On the flip side of her childhood, music was the positive reactor for both her and her brother John. Their mother played the major part, forcing each of them to play instruments, and encouraged her to participate in the school choir, and other programs. “Now these kids, they have no exposure to that. They have nothing other than what they hear on the radio or watch on MTV. That’s all they related to, but we got them to express themselves in ways that they had never done before.”

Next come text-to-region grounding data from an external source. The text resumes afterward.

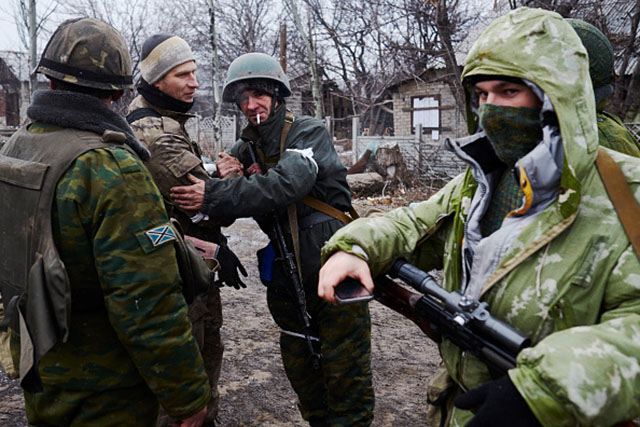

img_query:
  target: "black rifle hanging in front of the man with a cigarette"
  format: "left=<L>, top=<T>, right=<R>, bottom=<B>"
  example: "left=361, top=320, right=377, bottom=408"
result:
left=248, top=141, right=320, bottom=369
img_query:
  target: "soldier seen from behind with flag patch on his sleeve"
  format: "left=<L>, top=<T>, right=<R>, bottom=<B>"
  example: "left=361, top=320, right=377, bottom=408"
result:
left=0, top=18, right=211, bottom=426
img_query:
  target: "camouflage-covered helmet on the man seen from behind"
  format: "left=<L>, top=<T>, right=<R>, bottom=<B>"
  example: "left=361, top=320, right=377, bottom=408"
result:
left=36, top=18, right=133, bottom=90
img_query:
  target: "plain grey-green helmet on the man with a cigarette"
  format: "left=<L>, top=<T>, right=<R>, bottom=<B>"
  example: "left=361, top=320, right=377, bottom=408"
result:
left=222, top=52, right=291, bottom=102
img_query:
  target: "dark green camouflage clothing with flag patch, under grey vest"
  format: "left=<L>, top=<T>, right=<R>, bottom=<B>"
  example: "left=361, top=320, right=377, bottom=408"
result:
left=12, top=132, right=210, bottom=425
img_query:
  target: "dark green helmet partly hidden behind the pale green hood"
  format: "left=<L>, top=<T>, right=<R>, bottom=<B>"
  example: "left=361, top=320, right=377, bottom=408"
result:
left=567, top=19, right=614, bottom=104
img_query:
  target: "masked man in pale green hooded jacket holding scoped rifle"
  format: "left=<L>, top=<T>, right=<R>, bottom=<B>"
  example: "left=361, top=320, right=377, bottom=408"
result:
left=318, top=8, right=640, bottom=426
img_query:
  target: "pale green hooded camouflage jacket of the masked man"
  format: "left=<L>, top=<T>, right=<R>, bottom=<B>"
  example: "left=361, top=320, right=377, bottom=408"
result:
left=323, top=8, right=640, bottom=426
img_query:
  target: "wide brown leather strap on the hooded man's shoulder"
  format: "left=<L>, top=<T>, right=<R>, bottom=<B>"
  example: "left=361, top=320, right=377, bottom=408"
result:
left=596, top=149, right=640, bottom=260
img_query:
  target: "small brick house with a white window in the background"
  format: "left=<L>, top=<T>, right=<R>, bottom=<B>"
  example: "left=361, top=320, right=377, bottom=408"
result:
left=387, top=69, right=467, bottom=141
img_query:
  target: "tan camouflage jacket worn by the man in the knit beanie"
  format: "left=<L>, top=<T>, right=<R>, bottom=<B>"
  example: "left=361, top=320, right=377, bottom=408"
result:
left=129, top=95, right=225, bottom=243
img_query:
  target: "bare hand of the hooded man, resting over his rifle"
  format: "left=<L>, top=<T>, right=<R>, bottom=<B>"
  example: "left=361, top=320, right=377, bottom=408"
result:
left=318, top=251, right=374, bottom=304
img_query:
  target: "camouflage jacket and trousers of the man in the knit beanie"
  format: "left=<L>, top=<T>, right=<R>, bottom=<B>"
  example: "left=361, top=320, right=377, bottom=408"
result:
left=129, top=96, right=226, bottom=426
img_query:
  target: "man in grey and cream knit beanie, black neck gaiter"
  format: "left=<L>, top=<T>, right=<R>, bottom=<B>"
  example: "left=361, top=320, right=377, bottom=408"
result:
left=127, top=34, right=246, bottom=425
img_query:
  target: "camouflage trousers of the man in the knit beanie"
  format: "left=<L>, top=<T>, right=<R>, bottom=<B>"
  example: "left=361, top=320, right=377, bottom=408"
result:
left=157, top=288, right=224, bottom=427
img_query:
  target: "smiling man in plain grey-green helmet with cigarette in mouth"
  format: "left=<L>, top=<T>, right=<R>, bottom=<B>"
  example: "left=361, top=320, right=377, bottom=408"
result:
left=172, top=53, right=374, bottom=426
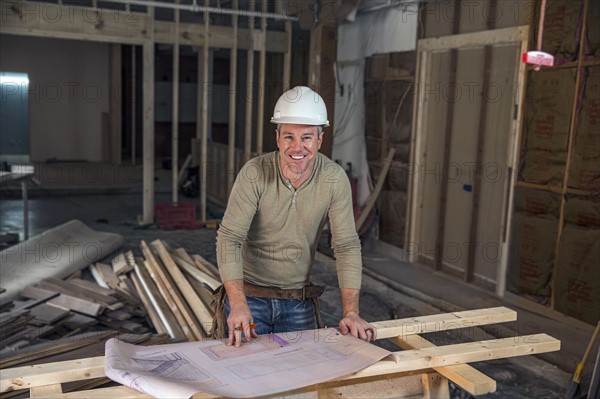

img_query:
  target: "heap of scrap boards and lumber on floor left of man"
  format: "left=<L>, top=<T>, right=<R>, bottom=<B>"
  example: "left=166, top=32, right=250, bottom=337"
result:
left=0, top=240, right=221, bottom=369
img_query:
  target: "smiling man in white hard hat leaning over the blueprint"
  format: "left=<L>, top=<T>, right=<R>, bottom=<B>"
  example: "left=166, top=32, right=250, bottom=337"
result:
left=217, top=86, right=376, bottom=346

God knows there’s a lot of “fun music” with trite messages, from topics that range from meeting a girl at the Warped Tour to having it so hot in here that we gotta take off all our clothes. These “songs” serve the purpose of low level escapism, much like watching a televised car chase or Jenny Jones. But it’s those ballads or blasting tracks that were created out of pain and frustration that tend to capture true human emotion. That’s when a listener can connect most with the songwriter in any genre, from rock, punk, country (who hasn’t lost their dog?), or the king of sadness, the blues. “No matter how helpless, or powerless I felt in my life – where you feel like you have no power over your family situation, or the crazy, fucked up things that happen in the world – you have all the power, and all the joy when you write a song. Anything you create is totally yours. You can express anything you want…any of that anger, frustration, or pain.”

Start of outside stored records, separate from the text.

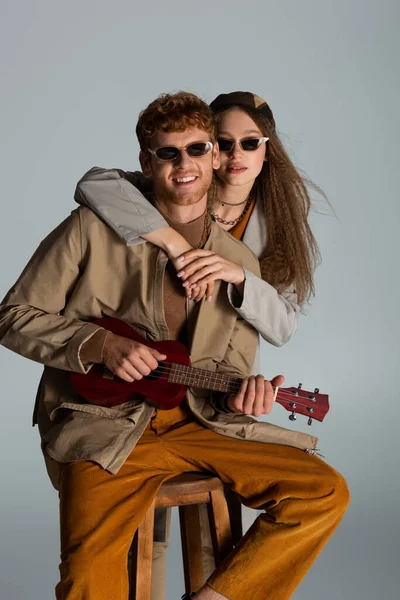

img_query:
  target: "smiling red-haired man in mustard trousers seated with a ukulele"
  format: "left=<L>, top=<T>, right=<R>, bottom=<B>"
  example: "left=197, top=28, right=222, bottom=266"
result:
left=0, top=93, right=348, bottom=600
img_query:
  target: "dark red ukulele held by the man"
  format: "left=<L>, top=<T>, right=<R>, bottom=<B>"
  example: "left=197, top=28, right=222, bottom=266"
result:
left=70, top=317, right=329, bottom=425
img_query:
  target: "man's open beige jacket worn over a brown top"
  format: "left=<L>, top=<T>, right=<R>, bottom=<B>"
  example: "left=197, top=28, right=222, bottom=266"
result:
left=0, top=207, right=317, bottom=486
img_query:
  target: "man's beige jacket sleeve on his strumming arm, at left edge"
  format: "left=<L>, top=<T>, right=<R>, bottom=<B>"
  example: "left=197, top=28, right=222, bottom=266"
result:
left=0, top=212, right=100, bottom=373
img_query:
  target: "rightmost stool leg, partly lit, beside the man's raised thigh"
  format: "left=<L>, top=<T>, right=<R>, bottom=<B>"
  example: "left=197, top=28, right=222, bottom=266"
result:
left=208, top=489, right=233, bottom=566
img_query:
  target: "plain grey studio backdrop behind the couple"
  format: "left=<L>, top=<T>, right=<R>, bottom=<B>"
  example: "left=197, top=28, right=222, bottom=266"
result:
left=0, top=0, right=400, bottom=600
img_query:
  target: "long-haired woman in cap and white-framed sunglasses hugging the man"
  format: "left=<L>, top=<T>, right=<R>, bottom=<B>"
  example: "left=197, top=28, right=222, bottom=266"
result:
left=75, top=92, right=319, bottom=600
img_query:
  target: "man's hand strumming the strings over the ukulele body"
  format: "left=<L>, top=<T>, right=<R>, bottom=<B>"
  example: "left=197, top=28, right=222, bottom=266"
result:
left=103, top=333, right=167, bottom=383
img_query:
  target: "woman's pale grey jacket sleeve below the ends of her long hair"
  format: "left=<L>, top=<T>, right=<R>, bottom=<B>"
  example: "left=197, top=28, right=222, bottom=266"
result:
left=228, top=268, right=300, bottom=346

You can get a listen to a kind of the country-esque ditty on the 13th, hidden track, which Mary Beth wrote when she was a mere lassie in grade school. This is a snippet of evidence that even then, she was already looking at the world in a different way, and had sarcastic opinions of those around her. When she really got her musical skills churning was at the height of her depression, at the age of 17. This was when she experienced her epiphany, “It was like, wow, I do have something to contribute, and it feels so fucking good. And it feels so fucking good to sing. That is the most awesome feeling in the world. Even when it hurts, it hurt so good.” I could totally relate. When I’m belting out songs in my car and no one else is getting tortured to where it hurts so bad, I’m right there with ya sista.

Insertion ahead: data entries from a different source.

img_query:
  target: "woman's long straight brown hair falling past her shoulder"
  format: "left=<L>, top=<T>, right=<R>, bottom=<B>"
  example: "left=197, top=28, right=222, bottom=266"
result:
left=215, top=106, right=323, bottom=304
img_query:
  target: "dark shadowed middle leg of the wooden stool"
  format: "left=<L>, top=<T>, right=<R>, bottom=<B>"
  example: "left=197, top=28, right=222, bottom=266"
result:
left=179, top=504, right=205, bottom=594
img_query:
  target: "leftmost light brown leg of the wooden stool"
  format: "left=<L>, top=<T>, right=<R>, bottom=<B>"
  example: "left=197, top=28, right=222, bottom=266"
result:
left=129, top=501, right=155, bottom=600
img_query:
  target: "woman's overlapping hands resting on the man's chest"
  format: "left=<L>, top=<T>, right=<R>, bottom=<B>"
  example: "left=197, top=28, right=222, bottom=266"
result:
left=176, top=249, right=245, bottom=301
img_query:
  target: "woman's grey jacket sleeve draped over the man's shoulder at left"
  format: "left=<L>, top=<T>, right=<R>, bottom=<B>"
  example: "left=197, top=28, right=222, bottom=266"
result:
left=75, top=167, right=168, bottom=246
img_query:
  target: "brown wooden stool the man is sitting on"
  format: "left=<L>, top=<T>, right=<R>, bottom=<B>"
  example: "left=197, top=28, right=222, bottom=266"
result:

It seems like her awesome feeling has spread outside her bedroom and the studio, and she’s now getting major label attention, including a interest from Warner/Reprise. “I thought, ‘Oh my God, why are they contacting me?’ I’m SO NOT what I would think they would want. Today, you just don’t hear strong, female artists that have something to say. Now it’s all about the esthetic. It’s all about sex, because that’s what sells…it’s all about showing your body.”
So for now, Mary Beth is focusing on her music and just letting whatever happens, happen, “because there’s nothing I can do. It just seems so big and fucked up. Now Colorado Women in Music – we can do some stuff locally and try to create cool community here. But as far as the music industry goes, forget it.”
You can pick up What Happened To The Girls? at most record stores, and check out her very cool web site at www.marybethabella.com. She and her brother John will rock the Lion’s Lair Saturday, November 9, where she’ll also have fabulous prizes, including a dream date with her bro.